Related existing specs are context only and must not be rewritten:

  • specs/285-workspace-rbac-environment-access/ has implementation-completed/validated task markers and browser-smoke proof; use only as workspace-first RBAC context.
  • specs/276-support-access-governance/ has completed task markers and review outcome; support access remains a follow-up, not part of 309.
  • specs/301-admin-inventory-navigation-cutover/, specs/302-tenant-owned-surface-route-audit/, specs/303-admin-directory-groups-cutover/, and specs/304-tenant-panel-dead-code-retirement/ are completed/reviewed context for panel and route behavior.
  • specs/307-decision-register-evidence-operationrun-link-polish/ and specs/308-decision-register-summary-review-pack/ are Decision Register / Review Pack context only.
  • No existing specs/309-* package existed before this preparation.

Follow-up Candidates

  • Support Access Governance v1: audited support/impersonation, TTL, reason, approval, banner, and exportable access logs.
  • Product Truth / Docs Drift Reconciliation: update roadmap/ledger/candidates after repo truth is confirmed.
  • Commercial Entitlements / Billing-State Enforcement: plan lifecycle and workspace entitlement gates.
  • Customer Review Workspace v1 Completion: continue customer-facing productization after security boundary verification.
  • Route / Panel Access Contract Audit: broader route duplication and canonical-route cleanup if 309 uncovers structural route drift.

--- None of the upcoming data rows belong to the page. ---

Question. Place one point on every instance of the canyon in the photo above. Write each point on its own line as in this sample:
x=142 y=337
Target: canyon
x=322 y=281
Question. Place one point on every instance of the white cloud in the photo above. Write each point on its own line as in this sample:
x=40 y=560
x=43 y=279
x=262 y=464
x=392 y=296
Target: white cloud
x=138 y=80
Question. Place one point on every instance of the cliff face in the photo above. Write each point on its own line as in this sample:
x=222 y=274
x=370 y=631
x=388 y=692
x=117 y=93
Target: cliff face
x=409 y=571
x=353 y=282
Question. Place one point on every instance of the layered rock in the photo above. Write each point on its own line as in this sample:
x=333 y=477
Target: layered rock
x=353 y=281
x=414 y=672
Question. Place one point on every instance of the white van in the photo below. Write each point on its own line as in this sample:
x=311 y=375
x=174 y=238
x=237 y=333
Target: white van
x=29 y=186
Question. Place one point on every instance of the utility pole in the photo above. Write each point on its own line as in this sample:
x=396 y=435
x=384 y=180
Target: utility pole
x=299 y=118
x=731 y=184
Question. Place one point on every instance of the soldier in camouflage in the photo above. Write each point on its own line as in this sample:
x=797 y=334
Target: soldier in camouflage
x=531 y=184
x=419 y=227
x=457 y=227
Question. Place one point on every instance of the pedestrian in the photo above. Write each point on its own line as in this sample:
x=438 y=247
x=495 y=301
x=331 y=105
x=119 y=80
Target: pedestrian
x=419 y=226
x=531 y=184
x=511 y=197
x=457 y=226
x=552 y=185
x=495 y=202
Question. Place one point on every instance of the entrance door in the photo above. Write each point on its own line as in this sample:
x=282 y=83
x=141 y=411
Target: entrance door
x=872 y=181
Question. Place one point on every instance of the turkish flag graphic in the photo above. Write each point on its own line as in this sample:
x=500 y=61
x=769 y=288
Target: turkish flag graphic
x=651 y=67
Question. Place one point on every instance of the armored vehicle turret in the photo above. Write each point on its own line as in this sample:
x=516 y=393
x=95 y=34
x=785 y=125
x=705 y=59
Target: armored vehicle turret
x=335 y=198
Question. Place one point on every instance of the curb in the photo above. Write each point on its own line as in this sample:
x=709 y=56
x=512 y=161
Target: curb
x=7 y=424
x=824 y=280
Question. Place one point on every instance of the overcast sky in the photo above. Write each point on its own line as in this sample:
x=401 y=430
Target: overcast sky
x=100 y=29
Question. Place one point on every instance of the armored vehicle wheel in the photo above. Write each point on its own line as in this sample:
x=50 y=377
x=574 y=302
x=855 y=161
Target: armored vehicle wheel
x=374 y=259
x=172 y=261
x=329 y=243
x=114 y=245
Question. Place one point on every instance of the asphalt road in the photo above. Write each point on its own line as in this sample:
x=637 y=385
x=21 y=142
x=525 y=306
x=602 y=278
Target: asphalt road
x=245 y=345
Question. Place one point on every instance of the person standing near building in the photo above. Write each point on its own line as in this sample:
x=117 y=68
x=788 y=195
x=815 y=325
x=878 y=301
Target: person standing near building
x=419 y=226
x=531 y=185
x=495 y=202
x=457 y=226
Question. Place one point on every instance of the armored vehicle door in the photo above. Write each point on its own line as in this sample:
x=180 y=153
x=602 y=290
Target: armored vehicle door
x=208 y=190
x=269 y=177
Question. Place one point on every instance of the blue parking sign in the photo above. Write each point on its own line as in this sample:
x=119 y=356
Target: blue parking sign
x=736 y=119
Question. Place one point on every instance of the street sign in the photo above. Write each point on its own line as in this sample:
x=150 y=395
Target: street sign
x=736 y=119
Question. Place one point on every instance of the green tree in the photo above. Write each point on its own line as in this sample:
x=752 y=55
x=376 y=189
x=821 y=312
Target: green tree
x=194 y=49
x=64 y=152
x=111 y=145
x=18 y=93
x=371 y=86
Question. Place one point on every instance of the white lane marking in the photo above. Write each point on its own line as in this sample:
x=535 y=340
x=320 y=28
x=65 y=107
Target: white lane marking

Implementation Done Definition

Spec 309 is done when the role/capability inventory is documented, owner-only contradictions are fixed or classified, /admin and /system boundaries are tested, cross-workspace and cross-environment boundaries are tested, sensitive actions are server-side denied for unauthorized roles, no new RBAC architecture is introduced, focused tests pass, Pint dirty passes, git diff --check passes, and remaining product decisions are listed as follow-ups.